Herr Eilhoff, war es ein Punktverlust oder ein Punktgewinn?
So wie es gelaufen ist, hatten wir den Sieg nicht verdient. Natürlich bin ich froh, dass wir zu null gespielt haben - das ist wenigstens etwas. Wir hatten uns fest vorgenommen, drei Punkte zu holen, aber dafür hat die Leistung einfach nicht gereicht.
Woran lag es, dass Ihre Mannschaft nicht ins Spiel gekommen ist?
Paderborn hat sehr kompakt gestanden, damit sind wir nicht zurechtgekommen. Manchmal entwickelt sich dann so ein Spiel, in dem sich beide Mannschaften neutralisieren. Am Ende kannst du froh sein, dass auf dem schweren Boden nicht doch ein Ball rein geht und du das Spiel sogar noch verlierst.
Die TuS bleibt mit 16 Punkten im Mittelfeld.
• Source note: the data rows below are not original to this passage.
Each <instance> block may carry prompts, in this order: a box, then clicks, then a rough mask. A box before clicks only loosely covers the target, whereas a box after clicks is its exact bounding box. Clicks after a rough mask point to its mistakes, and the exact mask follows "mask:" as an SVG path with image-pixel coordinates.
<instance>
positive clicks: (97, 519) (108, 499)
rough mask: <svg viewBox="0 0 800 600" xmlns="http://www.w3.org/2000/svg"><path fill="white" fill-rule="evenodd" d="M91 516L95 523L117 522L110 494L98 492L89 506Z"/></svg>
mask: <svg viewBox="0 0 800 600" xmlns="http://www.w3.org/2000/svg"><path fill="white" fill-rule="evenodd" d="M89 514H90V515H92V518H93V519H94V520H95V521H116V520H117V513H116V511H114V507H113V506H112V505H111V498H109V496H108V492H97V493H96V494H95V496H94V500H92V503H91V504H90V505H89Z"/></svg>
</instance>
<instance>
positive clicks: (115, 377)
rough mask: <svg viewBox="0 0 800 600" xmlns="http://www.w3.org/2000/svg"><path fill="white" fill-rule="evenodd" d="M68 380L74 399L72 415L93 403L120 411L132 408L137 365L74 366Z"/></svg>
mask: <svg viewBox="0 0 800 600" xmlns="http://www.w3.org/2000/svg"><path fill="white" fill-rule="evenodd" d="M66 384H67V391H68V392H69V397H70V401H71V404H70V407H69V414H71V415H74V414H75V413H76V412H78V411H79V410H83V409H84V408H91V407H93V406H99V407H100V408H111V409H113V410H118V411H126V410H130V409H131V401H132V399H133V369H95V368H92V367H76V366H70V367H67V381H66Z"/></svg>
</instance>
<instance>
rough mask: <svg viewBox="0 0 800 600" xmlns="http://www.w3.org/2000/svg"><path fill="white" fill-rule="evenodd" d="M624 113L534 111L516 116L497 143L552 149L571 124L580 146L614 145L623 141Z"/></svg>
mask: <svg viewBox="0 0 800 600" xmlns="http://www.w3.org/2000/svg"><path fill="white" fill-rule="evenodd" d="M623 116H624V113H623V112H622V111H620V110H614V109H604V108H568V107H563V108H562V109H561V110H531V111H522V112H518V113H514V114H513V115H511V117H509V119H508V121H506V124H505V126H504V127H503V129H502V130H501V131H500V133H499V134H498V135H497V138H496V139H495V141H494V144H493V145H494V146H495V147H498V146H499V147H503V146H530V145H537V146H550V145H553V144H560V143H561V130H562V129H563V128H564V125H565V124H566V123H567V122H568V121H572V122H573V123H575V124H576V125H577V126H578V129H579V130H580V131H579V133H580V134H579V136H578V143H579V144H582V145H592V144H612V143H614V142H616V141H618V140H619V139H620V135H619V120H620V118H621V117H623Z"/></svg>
Eine trügerische Sicherheit?
Wir befinden uns sozusagen im Niemandsland der Tabelle, dürfen uns jedoch auf keinen Fall auf die faule Haut legen. Wir treffen jetzt auf Gegner, die mit uns auf Augenhöhe sind. In diesen Spielen müssen wir unbedingt punkten, am besten gleich im nächsten Spiel in Wiesbaden.